The law of large numbers states that as the number of trials (i.e., coin flips, rolls of the die, drawing cards, etc.) increases, the observed proportion will converge on the expected probability.
Example Probability Calculations
Let’s start simple with a coin toss and define heads as the single outcome that counts as an event. There is only one way an event can occur and there are two possible outcomes.
P(H) = 1/2 = 0.5.
I wrote that using standard notation and it indicates that the probability of heads equals 0.5.
Now, let’s calculate the probabilities for rolling a die. We’ll find the likelihood of rolling a 6, a 1 or a 6, and rolling an even number. Notice how each example changes the number of outcomes that count as an event in the numerator. For a standard die, there are always six potential outcomes. Consequently, the denominator is always 6.
- P(6) = 1/6 = 0.167
- P(1 or 6) = 2/6 = 0.33
- P(Even) = 3/6 = 0.50
Finally, we’ll calculate probabilities for a randomized, full deck of cards. What’s are the chances of drawing any card with a heart (H), any king (K), and a king of hearts (KH)? In a full deck, there are 52 cards, as indicated in the denominator.
- P(H) = 13/52 = 0.25
- P(K) = 4/52 = 0.077
- P(KH) = 1/52 = 0.019
However, these probabilities only apply to the first draw from a full deck. Any card we remove affects the likelihood of the next card. Drawing successive cards from a deck are not independent events like coin tosses and dice rolls.

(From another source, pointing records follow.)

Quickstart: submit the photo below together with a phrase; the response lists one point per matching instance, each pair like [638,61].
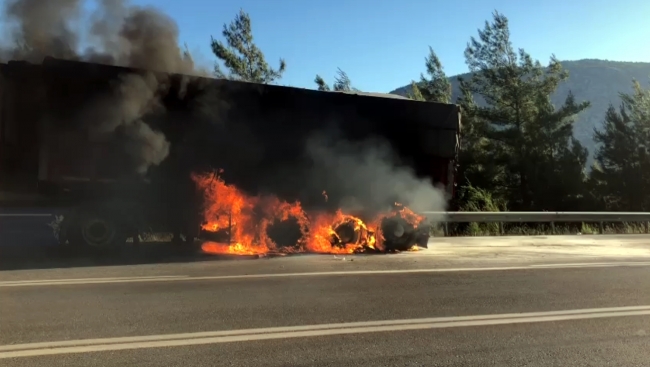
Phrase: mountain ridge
[595,80]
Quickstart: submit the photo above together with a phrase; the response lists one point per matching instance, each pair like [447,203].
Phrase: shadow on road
[50,257]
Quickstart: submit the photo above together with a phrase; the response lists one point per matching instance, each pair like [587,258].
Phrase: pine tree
[436,87]
[415,93]
[522,131]
[342,82]
[621,173]
[243,59]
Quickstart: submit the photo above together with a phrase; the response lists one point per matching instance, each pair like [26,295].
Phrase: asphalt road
[202,313]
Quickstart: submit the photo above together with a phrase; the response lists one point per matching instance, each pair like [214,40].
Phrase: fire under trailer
[50,156]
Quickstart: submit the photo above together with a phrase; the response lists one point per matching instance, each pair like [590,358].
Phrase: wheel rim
[97,232]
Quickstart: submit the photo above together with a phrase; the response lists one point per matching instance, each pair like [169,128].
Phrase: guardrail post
[552,227]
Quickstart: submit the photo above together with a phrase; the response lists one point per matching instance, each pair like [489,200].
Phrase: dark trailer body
[257,133]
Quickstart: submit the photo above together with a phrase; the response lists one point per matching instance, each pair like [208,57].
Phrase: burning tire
[351,232]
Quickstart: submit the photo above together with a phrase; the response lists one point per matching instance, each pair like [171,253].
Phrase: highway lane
[49,313]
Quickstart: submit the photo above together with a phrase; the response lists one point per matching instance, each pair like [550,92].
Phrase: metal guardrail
[539,217]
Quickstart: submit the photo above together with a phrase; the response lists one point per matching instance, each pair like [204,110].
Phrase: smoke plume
[369,177]
[115,33]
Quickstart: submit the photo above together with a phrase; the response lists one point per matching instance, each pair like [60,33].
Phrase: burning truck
[248,168]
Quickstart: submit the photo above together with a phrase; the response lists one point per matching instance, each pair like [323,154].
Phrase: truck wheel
[96,230]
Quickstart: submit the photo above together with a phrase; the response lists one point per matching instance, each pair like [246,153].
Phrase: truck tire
[95,228]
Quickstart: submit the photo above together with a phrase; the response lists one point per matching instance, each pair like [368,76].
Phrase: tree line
[518,151]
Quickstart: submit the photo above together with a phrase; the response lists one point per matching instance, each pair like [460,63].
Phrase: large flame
[241,224]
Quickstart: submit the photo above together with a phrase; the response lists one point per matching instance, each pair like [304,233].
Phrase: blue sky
[381,44]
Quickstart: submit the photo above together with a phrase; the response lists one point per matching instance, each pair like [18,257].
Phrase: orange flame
[240,224]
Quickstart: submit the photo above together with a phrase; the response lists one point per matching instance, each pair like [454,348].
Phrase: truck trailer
[57,149]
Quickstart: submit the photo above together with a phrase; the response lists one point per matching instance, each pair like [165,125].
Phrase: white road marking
[176,278]
[230,336]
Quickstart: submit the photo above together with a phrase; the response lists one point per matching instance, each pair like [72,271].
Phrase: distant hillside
[598,81]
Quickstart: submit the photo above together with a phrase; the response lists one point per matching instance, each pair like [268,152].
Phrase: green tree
[342,83]
[523,135]
[435,87]
[243,59]
[415,93]
[621,173]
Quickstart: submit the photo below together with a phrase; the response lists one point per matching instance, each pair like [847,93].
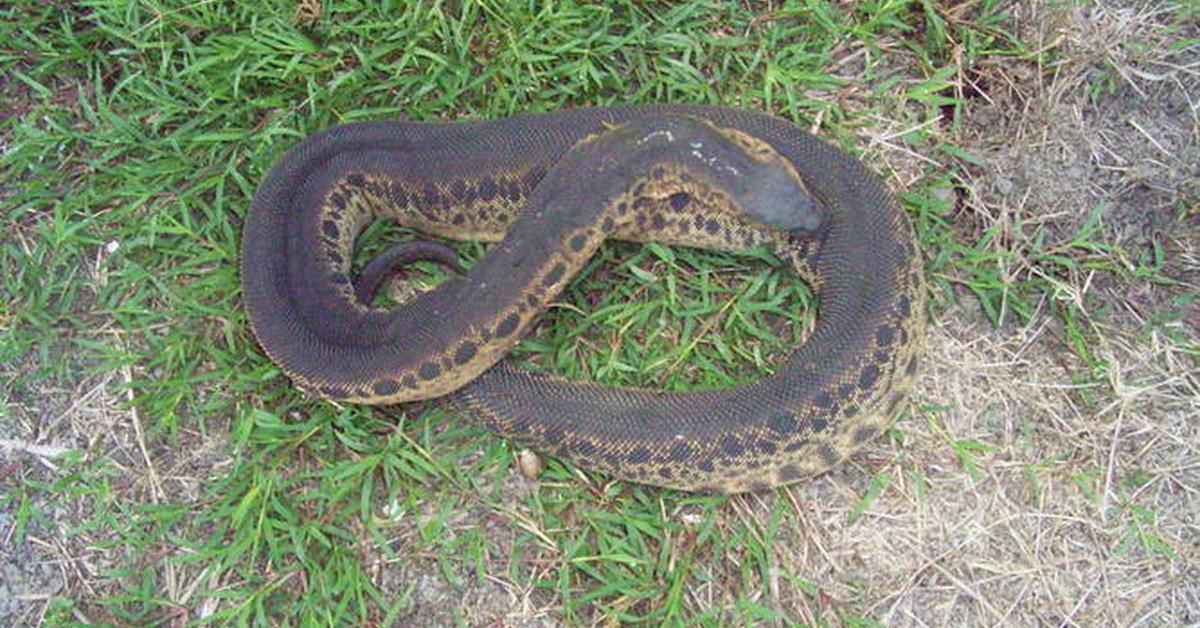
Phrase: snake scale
[549,189]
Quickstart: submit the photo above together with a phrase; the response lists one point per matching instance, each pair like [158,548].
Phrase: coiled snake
[550,189]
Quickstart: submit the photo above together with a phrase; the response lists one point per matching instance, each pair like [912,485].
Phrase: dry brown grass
[1077,501]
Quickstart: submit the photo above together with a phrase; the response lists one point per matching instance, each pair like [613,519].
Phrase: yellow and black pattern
[549,189]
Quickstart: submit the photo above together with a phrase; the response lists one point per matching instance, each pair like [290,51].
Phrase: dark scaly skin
[640,173]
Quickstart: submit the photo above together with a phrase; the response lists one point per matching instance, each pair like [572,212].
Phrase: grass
[169,472]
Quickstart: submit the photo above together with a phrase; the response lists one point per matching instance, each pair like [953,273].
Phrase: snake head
[773,193]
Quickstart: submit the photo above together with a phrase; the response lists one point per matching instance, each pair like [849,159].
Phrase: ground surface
[156,468]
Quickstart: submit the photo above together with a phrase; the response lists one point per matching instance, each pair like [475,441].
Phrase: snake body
[549,189]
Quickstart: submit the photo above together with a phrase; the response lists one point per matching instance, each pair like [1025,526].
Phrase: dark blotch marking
[487,189]
[429,371]
[508,326]
[790,473]
[639,455]
[679,452]
[827,455]
[385,387]
[465,353]
[330,229]
[783,423]
[732,447]
[553,275]
[864,434]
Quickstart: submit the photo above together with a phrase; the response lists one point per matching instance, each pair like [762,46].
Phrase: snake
[546,190]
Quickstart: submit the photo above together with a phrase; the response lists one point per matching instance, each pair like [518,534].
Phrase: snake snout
[773,196]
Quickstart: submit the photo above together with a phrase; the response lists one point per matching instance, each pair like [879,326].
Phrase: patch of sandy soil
[1018,495]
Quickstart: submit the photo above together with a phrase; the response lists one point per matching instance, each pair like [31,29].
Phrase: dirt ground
[1069,503]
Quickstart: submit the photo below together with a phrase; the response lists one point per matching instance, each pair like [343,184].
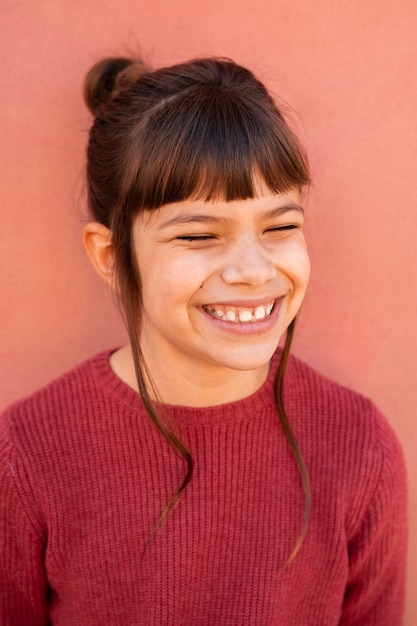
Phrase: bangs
[207,143]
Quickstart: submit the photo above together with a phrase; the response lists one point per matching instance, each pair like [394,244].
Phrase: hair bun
[108,77]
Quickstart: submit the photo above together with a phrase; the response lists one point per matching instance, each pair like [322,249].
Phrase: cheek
[295,262]
[171,280]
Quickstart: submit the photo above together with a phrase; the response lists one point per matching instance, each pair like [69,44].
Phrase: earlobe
[98,245]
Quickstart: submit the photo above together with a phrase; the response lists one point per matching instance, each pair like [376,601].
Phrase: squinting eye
[194,237]
[282,228]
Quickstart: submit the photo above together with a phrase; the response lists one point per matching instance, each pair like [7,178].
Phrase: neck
[204,385]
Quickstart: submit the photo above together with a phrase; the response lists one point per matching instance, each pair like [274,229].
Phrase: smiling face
[221,282]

You can even use Pascal’s triangle to find the number of combinations!
Two Branches of Probability Theory
The previous probability calculations are fairly simple and occur under very controlled settings. Unfortunately, real-world applications for probabilities are often not so nice and neat as flipping coins! Some probably questions can be rather complex and yield surprising results, such as the Monty Hall Problem and the Birthday Problem.
While I won’t cover how to calculate more complex probabilities in this post, I want you to know about two broad branches of Probability Theory.
Objectivists numerically calculate probabilities for objective conditions. Frequentist probability is the most common form you’ll run into and it forms the basis for statistical hypothesis tests. In this branch, the likelihood of a random event defines the relative frequency of their occurrence in experiments if you were to repeat an experiment many times. In other words, probabilities are long-run frequencies of outcomes.
Frequentist methodologies provide guidance for applying mathematical probability theory to real-world situations. They offer distinct guidance in the construction and design of practical experiments and evaluating competing hypotheses. Objectivists consider probabilities to be long-run proportion that you can calculate only by using repeated observations in experiments.
Related post: Relative Frequencies and Their Distributions
Subjectivists incorporate beliefs into their probabilities. The most common form is Bayesian probabilities. This branch includes expert opinions with experimental data to produce probabilities. Ideally, the expert opinions contain all known information about the subject matter. When combined with experimental data, the process creates a posterior probability distribution. This distribution defines the probability for a particular outcome. Subjectivists are more flexible about what they consider a probability. For example, they can use non-experimental data to calculate probabilities for a singular event, such as the outcome of an election.
Unsurprisingly, there are tradeoffs between these approaches. Objectivists do not rely on opinion but their results can exclude relevant known information. On the other hand, subjectivists incorporate a degree of belief, but their analyses can include different types of information that affect the outcome. Frequentist and Bayesian approaches are the broad divisions in statistics for testing hypotheses by incorporating probabilities. Each methodology has its ardent supporters.